The Special Fraud Alert describes two specific trends that present a substantial risk of fraud and abuse: Specimen Processing Arrangements and Registry Arrangements. According to the OIG, suspect Processing Arrangements typically involve payments from laboratories to physicians for certain specified duties, which may include collecting the blood specimens, centrifuging the specimens, maintaining the specimens at a particular temperature, and packaging the specimens so that they are not damaged in transport. The OIG also raised concerns with arrangements under which clinical laboratories pay physicians to collect and package patients’ swabs or urine specimens or provide free or below-market point of care urine testing cups to health care providers who use the cups to perform billable in-office testing.

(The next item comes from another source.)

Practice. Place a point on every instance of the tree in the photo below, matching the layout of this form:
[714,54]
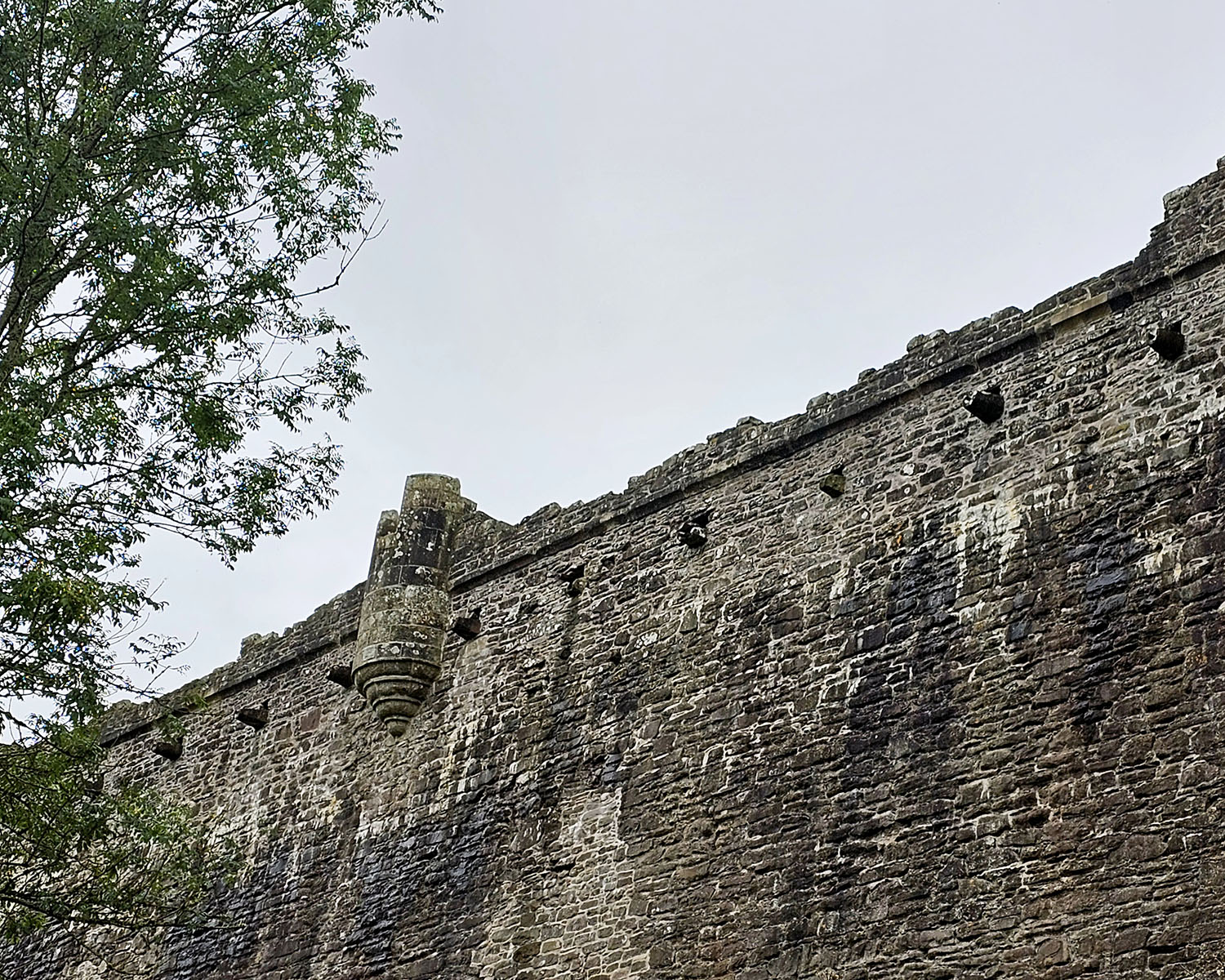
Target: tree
[169,172]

The Special Fraud Alert also addresses suspect Registry Arrangements, whether they are referred to as “registries” or “observational outcomes databases” or by other terminology. Payments are made for establishing, coordinating, or maintaining databases, either directly or through an agent, purportedly to collect data on the demographics, presentation, diagnosis, treatment, outcomes, or other attributes of patients who had tests performed by the offering laboratories. Although Registry Arrangements take various forms, they typically involve payments from laboratories to physicians for certain specified duties, including submitting patient data to be incorporated into the Registry, answering patient questions about the Registry, and reviewing Registry reports. Under this scheme yhe laboratory requires, encourages, or recommends that physicians who enter into Registry Arrangements perform the tests with a stated frequency (e.g., four times per year). Compensation paid to physicians is on a per-patient or other basis that takes into account the value or volume of referrals.

Singulex says it paid $10, saying such fees were “a long-standing industry wide practice,” before the “government clarified their view.” Boston says it paid $15 and thought the practice lawful before the alert. Boston and Singulex didn’t include a $3 draw fee. Berkeley did include the $3, as did Atherotech, which says it paid $10, declining further comment.

It seems clear that the workers’ compensation community should also scrutinize the financial relationships between treating or evaluating physicians and the clinical laboratories they use. Financial payment seems to be a wide spread practice.